Studying can be tedious, especially if you’re trying to cram for your midterms. But studies have shown that listening to music can actually help you maintain focus because it “engages the areas of the brain involved with paying attention, making predictions and updating the event in memory." Of course, this doesn’t apply to everyone as some might find listening to music distracting instead of helpful.
For some of us, listening to foreign language music, particularly if it’s in a language you don’t understand, actually helps a lot to focus. You still get the benefits of listening to music, but because you don’t understand the lyrics at all, you just ignore what’s actually being said.
So whether it’s K-pop or Spanish music, try adding a few foreign language songs on Spotify or Apple Music and see how it works out!
Take breaks in between.
Sometimes it’s best to take a short break every once in a while to allow yourself to relax and refresh your mind. Indeed, some studies show that taking breaks every 90 minutes or so can help you maintain your focus.
How you take your breaks is also important. Going for a short walk around campus or other forms of exercise can be a refreshing contrast from just sitting around staring at your textbook or laptop.
While this may seem like a no-brainer, it’s still good to remind ourselves to start studying early, rather than try to cram one to two days before the exam. Not only will you be more relaxed, but it’ll also allow you more time to ask for help from fellow students or your professor.
Study with others.
It can be very beneficial to study with your classmates. Not only can you help each other with problems, but you can also bounce ideas off one another and get immediate feedback.

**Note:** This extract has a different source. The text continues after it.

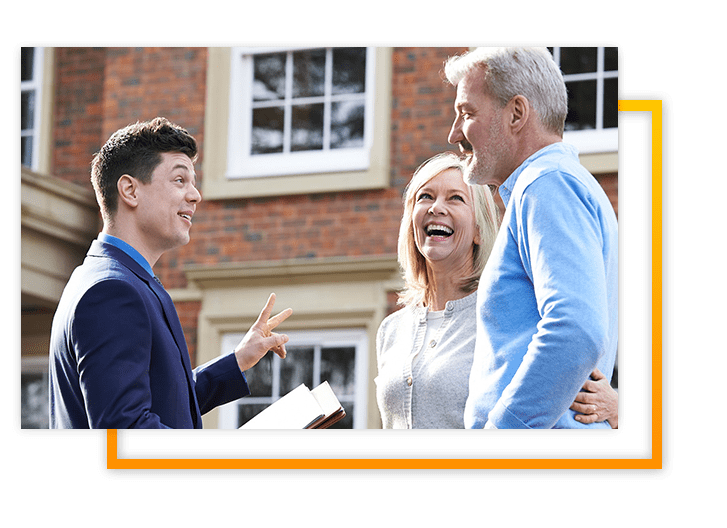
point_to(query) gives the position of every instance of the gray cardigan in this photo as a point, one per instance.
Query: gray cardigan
(431, 393)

While it can be hard to form study groups during the pandemic, the benefit of having others to encourage and help you is a great way to study. It might even help you focus more, since you’re less likely to procrastinate in the presence of others. It’s also a good way to form connections with your peers and create a sense of community that many have found hard to come by during COVID-19
These are just some of the tips we have to help you study for your midterms and beyond. This time of the semester is always stressful and tiring, but we know that our Tar Heels are up to it!